= Neurosurgery in Sri Lanka =

Neurosurgery in Sri Lanka

== Origin ==

Shelton Cabraal, FRCS is known as the father of neurosurgery in Sri Lanka. In 1956 he formed the first organised neurosurgery unit in the country. The unit was located in the General Hospital Colombo (present National Hospital of Sri Lanka). It is said that this unit was an up-to-date unit at the time. It even had the facility to perform skull base surgery, which was a novelty at that time. Most of the "first neurosurgery operation in the country" were performed here.

== Associations ==

Fifty years later in 2006, Neurosurgeons Association of Sri Lanka was formed under the leadership of Jaliya Lokuketagoda. Other leading neurosurgeons who contributed to this task were Deepal Attanayake, Fred Perera, S.C.Abeysuriya, Prasanna Gunasena, Ranjith Wickramasinghe, Saman Wadanamby, Jayantha Liyanage, Himashi Kularatne, Arul Kanagarajan, T. Rajakaruna, Nishantha Gunasekara and Sunil Perera . S C Abeysooriya was elected the first president.

== Technological contributions ==

First ever operative neurosurgery contribution from Sri Lanka to the world surfaced in 2012. It was a combination of open craniotomy and stereotaxy which is used to treat intraventricular hemorrhage and the technique was designed by Jaliya Lokuketagoda.

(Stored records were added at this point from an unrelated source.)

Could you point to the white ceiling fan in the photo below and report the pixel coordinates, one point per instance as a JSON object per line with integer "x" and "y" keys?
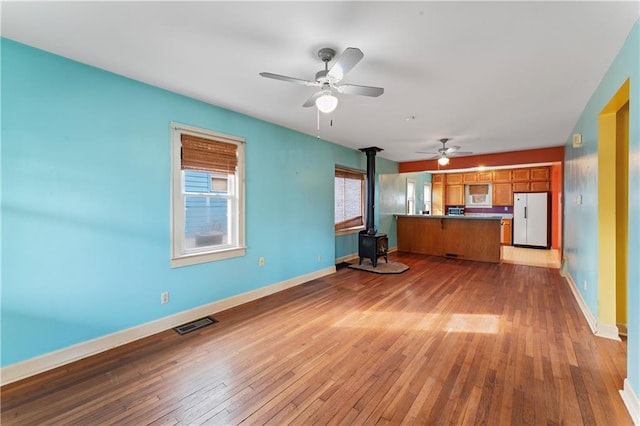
{"x": 327, "y": 80}
{"x": 445, "y": 152}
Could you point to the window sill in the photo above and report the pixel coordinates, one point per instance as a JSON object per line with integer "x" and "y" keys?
{"x": 194, "y": 259}
{"x": 349, "y": 231}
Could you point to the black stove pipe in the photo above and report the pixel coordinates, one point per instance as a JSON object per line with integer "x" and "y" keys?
{"x": 371, "y": 187}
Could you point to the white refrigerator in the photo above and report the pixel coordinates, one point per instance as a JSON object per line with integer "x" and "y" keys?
{"x": 531, "y": 219}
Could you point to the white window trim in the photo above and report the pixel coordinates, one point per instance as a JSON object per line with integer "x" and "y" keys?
{"x": 426, "y": 205}
{"x": 354, "y": 229}
{"x": 178, "y": 258}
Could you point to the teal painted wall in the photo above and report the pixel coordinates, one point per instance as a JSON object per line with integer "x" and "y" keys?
{"x": 86, "y": 200}
{"x": 580, "y": 177}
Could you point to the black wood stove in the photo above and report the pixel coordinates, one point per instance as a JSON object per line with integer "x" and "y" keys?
{"x": 371, "y": 245}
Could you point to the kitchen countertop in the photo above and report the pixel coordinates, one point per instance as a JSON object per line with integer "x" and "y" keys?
{"x": 467, "y": 217}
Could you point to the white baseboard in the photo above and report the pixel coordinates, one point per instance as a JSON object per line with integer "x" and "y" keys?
{"x": 622, "y": 328}
{"x": 591, "y": 320}
{"x": 42, "y": 363}
{"x": 631, "y": 401}
{"x": 607, "y": 331}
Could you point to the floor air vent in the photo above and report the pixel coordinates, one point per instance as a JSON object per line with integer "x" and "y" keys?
{"x": 195, "y": 325}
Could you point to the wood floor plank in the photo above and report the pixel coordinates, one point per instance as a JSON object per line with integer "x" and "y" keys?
{"x": 447, "y": 342}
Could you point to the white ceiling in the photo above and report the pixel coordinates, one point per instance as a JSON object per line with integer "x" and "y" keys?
{"x": 492, "y": 76}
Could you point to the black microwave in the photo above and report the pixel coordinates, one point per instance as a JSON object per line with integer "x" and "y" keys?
{"x": 455, "y": 211}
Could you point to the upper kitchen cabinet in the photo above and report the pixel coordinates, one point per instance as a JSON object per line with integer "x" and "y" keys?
{"x": 520, "y": 175}
{"x": 453, "y": 179}
{"x": 502, "y": 175}
{"x": 537, "y": 186}
{"x": 521, "y": 187}
{"x": 454, "y": 195}
{"x": 502, "y": 194}
{"x": 485, "y": 177}
{"x": 540, "y": 173}
{"x": 437, "y": 196}
{"x": 470, "y": 177}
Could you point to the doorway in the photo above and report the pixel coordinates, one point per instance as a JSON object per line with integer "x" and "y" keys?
{"x": 613, "y": 192}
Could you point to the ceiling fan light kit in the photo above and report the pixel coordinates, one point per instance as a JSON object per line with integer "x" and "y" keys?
{"x": 327, "y": 102}
{"x": 445, "y": 152}
{"x": 327, "y": 80}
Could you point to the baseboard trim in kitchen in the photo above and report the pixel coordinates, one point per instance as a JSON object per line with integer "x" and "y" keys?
{"x": 632, "y": 402}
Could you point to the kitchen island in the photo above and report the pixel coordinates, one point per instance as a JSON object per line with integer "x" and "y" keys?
{"x": 461, "y": 237}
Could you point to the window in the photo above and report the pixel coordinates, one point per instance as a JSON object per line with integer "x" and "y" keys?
{"x": 411, "y": 196}
{"x": 207, "y": 193}
{"x": 426, "y": 206}
{"x": 349, "y": 200}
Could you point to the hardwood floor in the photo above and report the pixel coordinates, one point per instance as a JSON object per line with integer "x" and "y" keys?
{"x": 447, "y": 342}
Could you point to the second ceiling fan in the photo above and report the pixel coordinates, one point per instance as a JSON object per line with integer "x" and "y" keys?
{"x": 328, "y": 79}
{"x": 445, "y": 152}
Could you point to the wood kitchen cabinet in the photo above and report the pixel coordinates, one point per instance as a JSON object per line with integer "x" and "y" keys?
{"x": 540, "y": 186}
{"x": 502, "y": 194}
{"x": 470, "y": 177}
{"x": 539, "y": 173}
{"x": 420, "y": 235}
{"x": 485, "y": 177}
{"x": 502, "y": 175}
{"x": 506, "y": 232}
{"x": 455, "y": 237}
{"x": 521, "y": 187}
{"x": 454, "y": 195}
{"x": 520, "y": 175}
{"x": 453, "y": 178}
{"x": 437, "y": 197}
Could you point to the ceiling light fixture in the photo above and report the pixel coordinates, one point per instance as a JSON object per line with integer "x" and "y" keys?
{"x": 327, "y": 102}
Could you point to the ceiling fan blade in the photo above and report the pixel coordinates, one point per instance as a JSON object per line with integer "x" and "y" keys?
{"x": 354, "y": 89}
{"x": 349, "y": 58}
{"x": 312, "y": 99}
{"x": 290, "y": 79}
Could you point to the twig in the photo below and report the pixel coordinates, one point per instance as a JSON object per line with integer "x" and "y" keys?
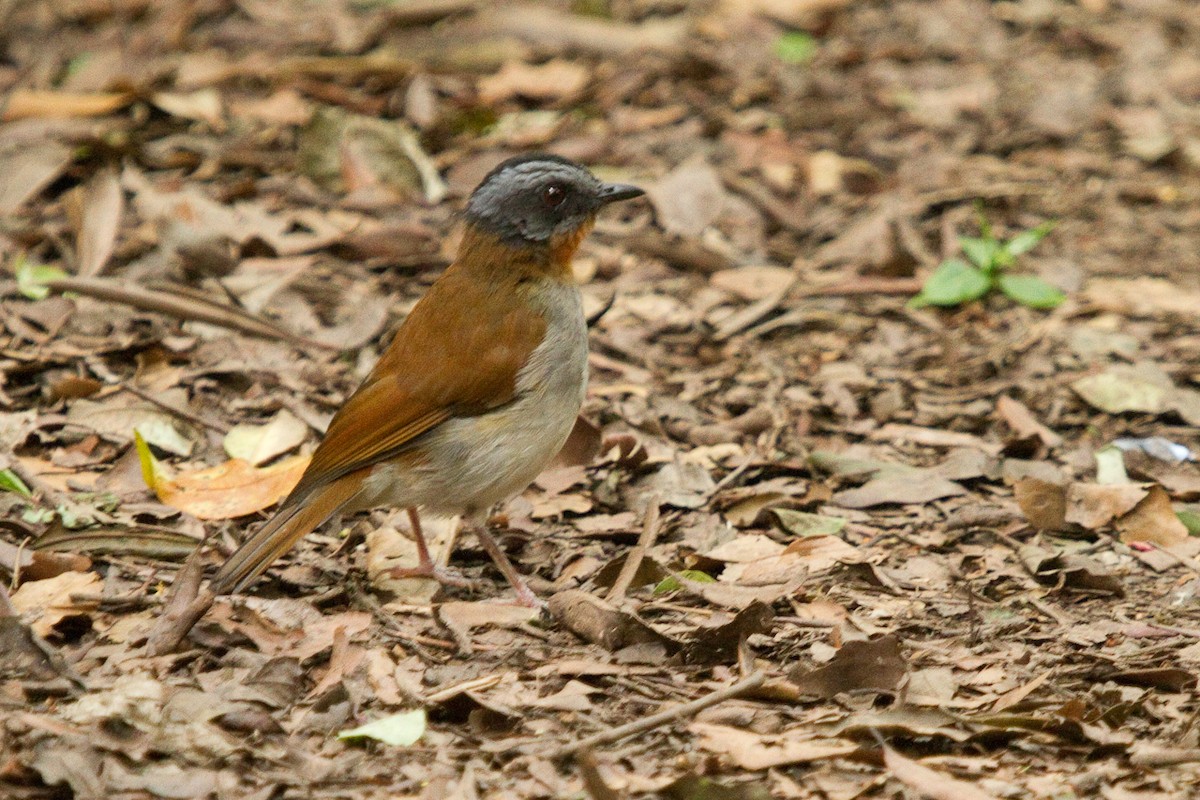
{"x": 184, "y": 414}
{"x": 747, "y": 684}
{"x": 863, "y": 284}
{"x": 634, "y": 560}
{"x": 181, "y": 307}
{"x": 187, "y": 603}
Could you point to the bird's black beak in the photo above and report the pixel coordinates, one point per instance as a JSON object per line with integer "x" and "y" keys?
{"x": 615, "y": 192}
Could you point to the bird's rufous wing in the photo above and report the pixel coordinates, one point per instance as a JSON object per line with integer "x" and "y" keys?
{"x": 457, "y": 354}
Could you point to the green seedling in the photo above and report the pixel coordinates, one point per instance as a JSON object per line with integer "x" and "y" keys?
{"x": 796, "y": 48}
{"x": 987, "y": 268}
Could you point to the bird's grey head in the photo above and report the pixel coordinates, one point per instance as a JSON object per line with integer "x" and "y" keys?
{"x": 535, "y": 197}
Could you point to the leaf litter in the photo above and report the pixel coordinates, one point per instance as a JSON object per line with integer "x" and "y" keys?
{"x": 875, "y": 522}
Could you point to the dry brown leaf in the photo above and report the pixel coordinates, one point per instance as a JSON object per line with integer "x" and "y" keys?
{"x": 689, "y": 198}
{"x": 25, "y": 103}
{"x": 99, "y": 221}
{"x": 1096, "y": 505}
{"x": 753, "y": 751}
{"x": 1023, "y": 422}
{"x": 930, "y": 783}
{"x": 915, "y": 488}
{"x": 45, "y": 603}
{"x": 557, "y": 79}
{"x": 227, "y": 491}
{"x": 754, "y": 282}
{"x": 875, "y": 665}
{"x": 600, "y": 623}
{"x": 1153, "y": 521}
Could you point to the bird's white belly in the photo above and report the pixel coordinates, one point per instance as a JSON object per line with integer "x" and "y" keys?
{"x": 471, "y": 463}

== Neurosurgeon training and certification==

Sri Lanka has just over 20 consultant neurosurgeons for over 20 million people. The country produces its own neurosurgeons through a seven-year rigorous training process. The training includes a mandatory training segment that has to be completed in Sri Lanka and another mandatory training segment which has to be completed in a reputed neurosurgery center in England or in Australia. This way Sri Lanka manages to offer a high level of care to its neurosurgery patients. The Postgraduate Institute of Medicine (PGIM) of University of Colombo is the responsible body for training and certifying neurosurgeons. The Sri Lanka Medical Council (SLMC) maintains a list of Consultant Specialists of the country including neurosurgeons. If a non-Sri Lankan neurosurgeon wishes to practice in the country a temporary medical licence should be obtained from the SLMC.

== Patient care ==

The Sri Lankan population is served by two systems. In the private healthcare system, the patient has to pay, and in the public healthcare system, healthcare is free. Both systems offer reasonably good neurosurgery service to the population. However, most modern neurosurgery facilities are only available in major cities like Colombo. The government neurosurgical centers are situated in Colombo, Sri Jayawardenepura, Kandy, Karapititya (Galle), Jaffna, Batticalo and Badulla. The Colombo center, which is affiliated to the National Hospital of Sri Lanka is the best equipped and well staffed unit. All the private neurosurgical units are located in Colombo. They are affiliated to the private hospitals; Nawaloka hospital, Asiri Group (Central hospital) and Lanka hospital. Central hospital has the leading neurosurgery division in the private sector. All these units have well equipped intensive care units for post-operative care. Although medical tourism is not a major industry in Sri Lanka, there are quite a number of foreigners who have sought neurosurgery care in these private hospitals during emergency situations. The private neurosurgery units accept most international and local health insurances.